For over 20 years, I prayed for an instantaneous, healing miracle I never received. I desperately wanted God to set me free from the fear that plagued me.
After all, miracles had happened to others around me. So why that person and not me? Why were they miraculously freed, while I was left here in this awful darkness? Why did God pick and choose like that?
And worst of all was this thought: Why didn’t God choose me?
Yes. I said and thought and yelled out these things (and so much more) in my anger at what I saw as God intentionally not rescuing or protecting me. Or just simply not caring enough to help me. I was disillusioned with the fact that I sought Him out consistently while others did not, and He gave me back what felt like a big, fat nothing.
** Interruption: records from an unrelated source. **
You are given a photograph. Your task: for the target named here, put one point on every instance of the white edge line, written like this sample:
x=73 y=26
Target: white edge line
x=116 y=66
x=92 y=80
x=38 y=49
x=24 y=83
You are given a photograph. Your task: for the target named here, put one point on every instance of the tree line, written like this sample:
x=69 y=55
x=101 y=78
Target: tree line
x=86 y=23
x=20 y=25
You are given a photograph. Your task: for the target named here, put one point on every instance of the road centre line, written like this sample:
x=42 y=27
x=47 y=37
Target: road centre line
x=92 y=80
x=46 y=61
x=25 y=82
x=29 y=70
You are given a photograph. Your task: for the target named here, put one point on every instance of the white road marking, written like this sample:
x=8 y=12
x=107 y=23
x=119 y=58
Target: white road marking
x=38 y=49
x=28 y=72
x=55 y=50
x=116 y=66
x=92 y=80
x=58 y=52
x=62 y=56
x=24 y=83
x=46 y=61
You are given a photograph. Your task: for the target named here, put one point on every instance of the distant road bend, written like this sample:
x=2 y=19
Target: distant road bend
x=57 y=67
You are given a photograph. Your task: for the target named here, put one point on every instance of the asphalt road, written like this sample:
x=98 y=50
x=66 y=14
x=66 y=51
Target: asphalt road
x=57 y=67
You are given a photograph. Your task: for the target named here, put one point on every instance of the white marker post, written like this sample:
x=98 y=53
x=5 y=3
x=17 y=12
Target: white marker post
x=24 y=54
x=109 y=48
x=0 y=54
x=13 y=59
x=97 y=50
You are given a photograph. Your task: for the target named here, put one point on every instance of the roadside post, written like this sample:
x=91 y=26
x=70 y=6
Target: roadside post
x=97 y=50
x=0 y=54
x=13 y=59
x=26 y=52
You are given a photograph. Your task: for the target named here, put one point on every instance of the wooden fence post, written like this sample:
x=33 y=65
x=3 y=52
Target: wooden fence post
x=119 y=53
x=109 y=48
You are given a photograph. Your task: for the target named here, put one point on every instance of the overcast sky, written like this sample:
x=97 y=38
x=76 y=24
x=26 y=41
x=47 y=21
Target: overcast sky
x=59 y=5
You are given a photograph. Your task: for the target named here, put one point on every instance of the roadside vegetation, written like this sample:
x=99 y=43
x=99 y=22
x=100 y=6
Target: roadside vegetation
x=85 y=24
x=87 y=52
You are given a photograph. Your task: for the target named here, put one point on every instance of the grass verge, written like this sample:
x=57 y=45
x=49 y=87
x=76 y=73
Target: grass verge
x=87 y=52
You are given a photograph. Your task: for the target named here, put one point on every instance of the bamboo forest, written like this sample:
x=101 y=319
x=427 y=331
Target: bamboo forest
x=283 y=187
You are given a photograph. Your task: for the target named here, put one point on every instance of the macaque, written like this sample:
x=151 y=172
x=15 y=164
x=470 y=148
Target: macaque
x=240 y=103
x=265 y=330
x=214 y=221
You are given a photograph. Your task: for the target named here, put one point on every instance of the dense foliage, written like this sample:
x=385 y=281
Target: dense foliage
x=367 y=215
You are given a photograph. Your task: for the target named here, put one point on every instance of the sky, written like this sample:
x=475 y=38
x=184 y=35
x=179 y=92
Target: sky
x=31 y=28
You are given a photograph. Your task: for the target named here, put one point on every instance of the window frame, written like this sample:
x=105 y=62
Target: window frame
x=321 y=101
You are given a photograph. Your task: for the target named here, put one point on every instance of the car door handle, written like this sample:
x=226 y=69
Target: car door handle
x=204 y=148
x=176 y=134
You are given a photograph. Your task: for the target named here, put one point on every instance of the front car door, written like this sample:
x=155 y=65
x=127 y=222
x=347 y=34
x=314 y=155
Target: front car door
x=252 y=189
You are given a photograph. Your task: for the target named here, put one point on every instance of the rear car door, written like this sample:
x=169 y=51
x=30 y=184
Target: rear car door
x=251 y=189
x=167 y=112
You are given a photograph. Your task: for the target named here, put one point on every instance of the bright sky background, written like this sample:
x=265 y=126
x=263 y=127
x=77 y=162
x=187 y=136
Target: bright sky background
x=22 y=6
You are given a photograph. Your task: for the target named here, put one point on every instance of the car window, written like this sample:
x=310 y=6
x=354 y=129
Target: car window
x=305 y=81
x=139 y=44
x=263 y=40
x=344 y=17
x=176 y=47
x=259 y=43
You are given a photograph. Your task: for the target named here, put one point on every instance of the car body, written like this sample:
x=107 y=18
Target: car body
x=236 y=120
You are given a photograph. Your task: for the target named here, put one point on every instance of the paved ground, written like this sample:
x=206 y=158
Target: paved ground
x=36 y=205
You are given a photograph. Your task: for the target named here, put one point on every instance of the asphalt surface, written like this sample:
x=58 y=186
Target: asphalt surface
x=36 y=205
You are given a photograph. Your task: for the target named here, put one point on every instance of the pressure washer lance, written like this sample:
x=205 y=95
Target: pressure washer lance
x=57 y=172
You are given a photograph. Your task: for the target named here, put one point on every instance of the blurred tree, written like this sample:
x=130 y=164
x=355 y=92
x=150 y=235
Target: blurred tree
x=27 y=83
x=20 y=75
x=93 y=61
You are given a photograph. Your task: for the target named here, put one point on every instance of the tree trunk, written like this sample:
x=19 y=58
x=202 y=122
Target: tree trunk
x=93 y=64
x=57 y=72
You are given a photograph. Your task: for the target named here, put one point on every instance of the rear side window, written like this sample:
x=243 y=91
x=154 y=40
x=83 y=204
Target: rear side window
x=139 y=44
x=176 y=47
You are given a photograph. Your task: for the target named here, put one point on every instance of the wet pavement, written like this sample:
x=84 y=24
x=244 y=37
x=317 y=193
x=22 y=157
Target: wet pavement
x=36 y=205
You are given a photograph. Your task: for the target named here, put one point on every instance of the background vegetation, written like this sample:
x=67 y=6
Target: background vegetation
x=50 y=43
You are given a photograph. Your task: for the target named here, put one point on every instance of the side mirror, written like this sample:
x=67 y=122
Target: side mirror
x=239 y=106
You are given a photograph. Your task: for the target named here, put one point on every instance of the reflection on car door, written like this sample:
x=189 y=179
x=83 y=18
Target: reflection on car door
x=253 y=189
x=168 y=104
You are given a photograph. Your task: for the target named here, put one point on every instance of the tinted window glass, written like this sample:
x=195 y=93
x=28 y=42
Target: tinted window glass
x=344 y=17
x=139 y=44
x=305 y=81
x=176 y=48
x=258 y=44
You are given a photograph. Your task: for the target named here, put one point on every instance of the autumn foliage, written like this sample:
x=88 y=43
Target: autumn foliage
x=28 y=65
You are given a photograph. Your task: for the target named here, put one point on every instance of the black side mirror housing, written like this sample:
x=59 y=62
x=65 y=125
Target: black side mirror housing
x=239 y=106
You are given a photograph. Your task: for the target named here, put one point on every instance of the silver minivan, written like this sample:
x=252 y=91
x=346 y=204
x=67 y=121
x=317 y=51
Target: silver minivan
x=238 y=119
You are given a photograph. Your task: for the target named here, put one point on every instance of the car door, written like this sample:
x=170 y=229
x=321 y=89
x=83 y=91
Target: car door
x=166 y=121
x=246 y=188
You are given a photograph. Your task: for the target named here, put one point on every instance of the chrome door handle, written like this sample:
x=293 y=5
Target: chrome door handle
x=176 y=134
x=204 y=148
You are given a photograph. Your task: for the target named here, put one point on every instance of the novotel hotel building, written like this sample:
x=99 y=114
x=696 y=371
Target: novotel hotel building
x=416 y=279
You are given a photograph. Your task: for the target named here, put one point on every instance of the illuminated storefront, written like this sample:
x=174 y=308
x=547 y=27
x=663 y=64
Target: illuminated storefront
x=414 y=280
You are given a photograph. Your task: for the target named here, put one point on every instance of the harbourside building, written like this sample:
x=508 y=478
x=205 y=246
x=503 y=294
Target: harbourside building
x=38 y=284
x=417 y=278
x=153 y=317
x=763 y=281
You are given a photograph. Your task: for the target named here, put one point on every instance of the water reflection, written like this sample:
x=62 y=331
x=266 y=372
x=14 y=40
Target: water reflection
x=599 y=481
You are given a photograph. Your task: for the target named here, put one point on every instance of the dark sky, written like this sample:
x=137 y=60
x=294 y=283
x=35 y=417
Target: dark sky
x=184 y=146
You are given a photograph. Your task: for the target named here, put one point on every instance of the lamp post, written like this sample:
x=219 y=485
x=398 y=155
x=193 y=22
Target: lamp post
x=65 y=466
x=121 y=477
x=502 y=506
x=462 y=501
So the only reasonable thing in my mind was to stop trusting God. If He wasn’t going to protect me, then I would have to protect myself.
In my resolve to do this came an ever-increasing awareness of my own powerlessness to help myself or change what was. And that is where we find the afflicted man in the following passage:
“In these lay a great multitude of sick people, blind, lame, paralyzed, waiting for the moving of the water … Now a certain man was there who had an infirmity thirty-eight years. When Jesus saw him lying there, and knew that he already had been in that condition a long time, He said to him, ‘Do you want to be made well? … Rise, take up your bed and walk.’ And immediately the man was made well, took up his bed, and walked” (John 5:3, 5-6, 8-9a, NKJV).
This is a man who knew suffering well, who knew the frustration of being overlooked and forgotten.
And in the world? He was.
But what he didn’t know yet was that God had not forgotten him. And the time had finally come for him to be healed.
So why did God wait so long? Why didn’t He heal the man years earlier?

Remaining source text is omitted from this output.